Keywords: apoptosis, HIRI, R-spondin1, Wnt/β-catenin signaling
INTRODUCTION
Leucine-rich repeat G protein-coupled receptors (LGRs), a highly conserved GPCR family, are characterized by a large extracellular domain with multiple copies of leucine-rich repeats (LRR) (12). LGRs 4–6 compose a subgroup of LGRs, each containing 17 LRRs (7). LGRs are important for embryonic development and maintenance of stem cells. LGR4 is widely expressed in proliferating cells in embryos and adults (25). In the digestive system, LGR4 plays key roles in intestinal development and homeostasis. Furthermore, LGR4 is critical for postnatal epithelial cell proliferation and terminal Paneth cell differentiation. LGR4 mutant mice are more susceptible to chemically induced inflammatory bowel disease (17). Recently, a study by Planas-Paz et al. (19) highlighted the RSPO-LGR4/5-ZNRF3/RNF43 module in developing liver stem cells as a master regulator of liver zonation and as a control mechanism for growth/size control during liver development, homeostasis, and regeneration. The roles of LGR4 in differentiated-hepatocyte injury have not been described.

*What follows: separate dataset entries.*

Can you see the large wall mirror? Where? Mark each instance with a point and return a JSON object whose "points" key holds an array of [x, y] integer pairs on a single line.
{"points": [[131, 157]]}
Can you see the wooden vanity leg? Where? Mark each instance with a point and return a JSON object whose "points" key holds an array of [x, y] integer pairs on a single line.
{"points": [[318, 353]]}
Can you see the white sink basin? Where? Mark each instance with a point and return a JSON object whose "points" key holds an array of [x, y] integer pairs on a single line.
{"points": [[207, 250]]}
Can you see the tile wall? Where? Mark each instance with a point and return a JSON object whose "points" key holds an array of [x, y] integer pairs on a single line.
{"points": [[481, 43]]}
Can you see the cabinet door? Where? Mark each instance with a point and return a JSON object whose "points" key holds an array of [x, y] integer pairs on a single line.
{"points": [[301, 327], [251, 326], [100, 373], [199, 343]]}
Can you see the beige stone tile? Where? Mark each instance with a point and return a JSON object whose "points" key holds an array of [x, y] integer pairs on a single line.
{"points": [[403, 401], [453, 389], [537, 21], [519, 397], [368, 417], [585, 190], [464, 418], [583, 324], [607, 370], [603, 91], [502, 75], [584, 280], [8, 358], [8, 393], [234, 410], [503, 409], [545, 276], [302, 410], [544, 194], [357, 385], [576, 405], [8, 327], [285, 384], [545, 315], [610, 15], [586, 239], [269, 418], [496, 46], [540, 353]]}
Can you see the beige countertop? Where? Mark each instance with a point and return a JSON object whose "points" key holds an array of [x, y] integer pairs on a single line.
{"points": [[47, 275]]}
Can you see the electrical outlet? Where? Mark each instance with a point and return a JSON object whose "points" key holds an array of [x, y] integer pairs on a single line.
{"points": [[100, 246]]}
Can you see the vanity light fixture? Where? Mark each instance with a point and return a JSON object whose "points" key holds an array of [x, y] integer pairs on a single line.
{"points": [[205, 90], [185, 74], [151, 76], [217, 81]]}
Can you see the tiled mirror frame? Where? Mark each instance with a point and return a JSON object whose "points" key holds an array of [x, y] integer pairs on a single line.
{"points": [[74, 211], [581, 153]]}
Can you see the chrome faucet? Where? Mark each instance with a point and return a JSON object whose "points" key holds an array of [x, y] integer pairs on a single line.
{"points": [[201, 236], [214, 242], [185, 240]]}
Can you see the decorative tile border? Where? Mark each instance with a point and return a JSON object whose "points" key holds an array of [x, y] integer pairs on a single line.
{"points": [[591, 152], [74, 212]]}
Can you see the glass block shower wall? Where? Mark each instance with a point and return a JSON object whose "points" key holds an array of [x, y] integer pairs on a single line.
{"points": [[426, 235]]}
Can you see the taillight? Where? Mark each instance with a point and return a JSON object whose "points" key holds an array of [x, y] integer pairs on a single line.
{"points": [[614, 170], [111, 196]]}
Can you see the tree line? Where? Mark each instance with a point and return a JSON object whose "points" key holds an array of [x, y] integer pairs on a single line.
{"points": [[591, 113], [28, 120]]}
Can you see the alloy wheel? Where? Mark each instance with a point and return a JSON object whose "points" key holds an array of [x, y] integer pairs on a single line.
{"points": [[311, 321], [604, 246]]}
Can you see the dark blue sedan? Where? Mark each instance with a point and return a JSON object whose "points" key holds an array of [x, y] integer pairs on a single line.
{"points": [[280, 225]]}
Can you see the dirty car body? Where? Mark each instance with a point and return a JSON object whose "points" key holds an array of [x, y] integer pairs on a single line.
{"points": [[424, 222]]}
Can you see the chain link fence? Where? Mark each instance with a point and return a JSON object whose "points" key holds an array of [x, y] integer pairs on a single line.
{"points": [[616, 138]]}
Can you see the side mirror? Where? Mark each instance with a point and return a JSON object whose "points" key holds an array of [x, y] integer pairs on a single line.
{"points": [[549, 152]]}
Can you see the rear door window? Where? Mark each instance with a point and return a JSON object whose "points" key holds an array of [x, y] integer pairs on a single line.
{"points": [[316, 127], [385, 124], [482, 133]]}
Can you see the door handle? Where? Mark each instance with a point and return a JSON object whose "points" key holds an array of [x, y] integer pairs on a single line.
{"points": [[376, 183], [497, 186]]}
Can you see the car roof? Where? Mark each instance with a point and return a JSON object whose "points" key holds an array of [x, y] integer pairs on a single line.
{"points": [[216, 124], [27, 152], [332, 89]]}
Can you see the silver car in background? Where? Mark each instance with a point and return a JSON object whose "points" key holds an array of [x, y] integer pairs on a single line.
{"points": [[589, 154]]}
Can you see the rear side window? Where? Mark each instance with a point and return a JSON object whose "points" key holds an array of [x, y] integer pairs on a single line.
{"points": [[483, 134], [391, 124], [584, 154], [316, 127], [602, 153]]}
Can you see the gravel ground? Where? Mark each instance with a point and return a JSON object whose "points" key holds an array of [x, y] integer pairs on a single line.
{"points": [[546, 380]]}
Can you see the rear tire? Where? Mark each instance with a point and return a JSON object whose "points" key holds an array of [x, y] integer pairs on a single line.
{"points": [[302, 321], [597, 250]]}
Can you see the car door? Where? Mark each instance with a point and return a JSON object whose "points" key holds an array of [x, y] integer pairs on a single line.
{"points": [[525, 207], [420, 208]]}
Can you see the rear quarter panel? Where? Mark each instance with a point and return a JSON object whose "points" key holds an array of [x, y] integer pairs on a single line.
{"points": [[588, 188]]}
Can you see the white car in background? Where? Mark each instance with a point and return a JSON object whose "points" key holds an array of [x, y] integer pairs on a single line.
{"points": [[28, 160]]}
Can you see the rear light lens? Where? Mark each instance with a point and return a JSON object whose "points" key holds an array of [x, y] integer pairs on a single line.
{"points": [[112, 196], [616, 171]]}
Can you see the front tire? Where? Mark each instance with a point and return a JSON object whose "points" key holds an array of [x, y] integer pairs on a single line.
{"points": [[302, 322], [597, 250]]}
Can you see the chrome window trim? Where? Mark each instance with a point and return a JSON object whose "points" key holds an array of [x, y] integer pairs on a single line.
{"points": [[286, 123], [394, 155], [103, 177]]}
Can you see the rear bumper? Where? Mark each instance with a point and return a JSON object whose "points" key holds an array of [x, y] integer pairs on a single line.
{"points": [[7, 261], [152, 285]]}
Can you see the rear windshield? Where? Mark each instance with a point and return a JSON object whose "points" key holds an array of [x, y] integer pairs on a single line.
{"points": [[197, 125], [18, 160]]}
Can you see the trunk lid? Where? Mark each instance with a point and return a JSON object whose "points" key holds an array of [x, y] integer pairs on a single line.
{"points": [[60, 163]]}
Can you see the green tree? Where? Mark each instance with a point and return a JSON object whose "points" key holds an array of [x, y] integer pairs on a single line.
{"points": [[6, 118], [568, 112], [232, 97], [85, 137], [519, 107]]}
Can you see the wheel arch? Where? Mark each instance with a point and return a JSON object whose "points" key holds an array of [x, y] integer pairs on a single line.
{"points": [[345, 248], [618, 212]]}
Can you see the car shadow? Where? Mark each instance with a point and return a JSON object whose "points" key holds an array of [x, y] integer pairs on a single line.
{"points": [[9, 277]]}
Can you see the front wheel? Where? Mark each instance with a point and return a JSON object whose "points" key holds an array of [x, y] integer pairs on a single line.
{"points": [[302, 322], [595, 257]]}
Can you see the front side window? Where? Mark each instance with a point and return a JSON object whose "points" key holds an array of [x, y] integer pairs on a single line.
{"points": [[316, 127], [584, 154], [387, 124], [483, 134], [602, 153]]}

The endogenous ligands for LGRs are four secreted R-spondin proteins (Rspo1-4) that act to potentiate Wnt/β-catenin signaling (24). Rspo proteins share ~40–60% amino acid sequence identity and substantial structural homologies between human and mouse (6). Rspo proteins act as potentiators for Wnt signaling and exhibit ligand properties. The Wnt signaling pathway plays pivotal roles in diverse biological processes during embryonic development, adult homeostasis, and disease pathogenesis (15, 22). Rspo proteins may contribute to these biological processes. Indeed, Rspo1 inhibits osteoclast development and bone resorption, thus preventing bone erosion and improving cartilage integrity in a tumor necrosis factor-α (TNFα)-overexpressing arthritis mouse model (8). In acute and chronic models of colitis in mice, administration of Rspo1 preserves mucosal integrity in both small and large bowel by stimulating crypt epithelial cell mitosis (26). Combined with Slit2, Rspo1 protects intestinal stem cells from chemoradiotherapy-induced damage (27). These findings indicate that the Rspo-LGR4 system is critical for stem cell integrity. Whether this system affects functional homeostasis of differentiated mature cells is unknown. In the present study, we report the existence of Rspo1-LGR4 signaling in differentiated hepatocytes of adult liver and the ability of Rspo1-LGR4 to protect hepatocytes against acute injury.
MATERIALS AND METHODS
Materials
Mouse anti-LGR4, TNFα, and Rspo1 were purchased from R&D Systems (Minneapolis, MN). Lipopolysaccharide (LPS) and D-galactosamine (D-Gal) were purchased from Sigma-Aldrich (St. Louis, MO). Rabbit anti-NF-κB-p65 and rabbit anti-caspase-3 polyclonal antibody were obtained from Abcam (Cambridge, MA). Rabbit anti-GAPDH and lamin B were from Santa Cruz Biotechnology (Santa Cruz, CA). Phospho-S6 (Ser235/236) and S6 rabbit monoclonal antibodies, rabbit anti-phospho-NF-κB-p65, mechanistic target of rapamycin (mTOR) rabbit monoclonal antibodies, and rabbit anti-β-actin antibody were purchased from Cell Signaling Technology (Beverly, MA). TRIzol reagent and the reverse transcription (RT) system were from Invitrogen (Carlsbad, CA). The cell death ELISA kit (cat. no. 11 544675001) and in situ cell death detection POD kit (cat. no. 11684817910) were from Roche (Penzberg, Germany). The live green caspase-3 and -7 detection kit was from Molecular Probes, Invitrogen Detection Technologies (Eugene, OR).
Animals and Treatments
Animals.
Animals were housed in a temperature-controlled environment with 12-h:12-h light-dark cycles, and access to food and water ad libitum. All experimental protocols were approved by University Committee on the Use and Care of Animals of the University of Michigan. Twelve-week-old male mice were used in the present study. Albumin-Cre mice (C57BL/6J background) were purchased from Jackson Laboratory (Bar Harbor, ME). Four mouse embryonic stem (ES) cell clones (from C57BL/6J, black, XY genotype) with FRT-flanked LacZ and neo cassettes prior floxed exons 15 and 16 of the LGR4 gene were purchased from EUCOMM, Helmholtz Zentrum (Munich, Germany). Knock-in mice were created at the University of Michigan Transgenic Core. LGR4floxp mice were generated by mating the male heterozygous LGR4floxp mice with B6 mice. 129S4-Gt(ROSA)26Sortm2(FLP*)Sor/J mice were purchased from Jackson Laboratory to delete the Lacz gene and then mated with wild-type (WT) C57BL/6J mice to generate LGR4floxp transgenic mice free of Laz and Flp genes.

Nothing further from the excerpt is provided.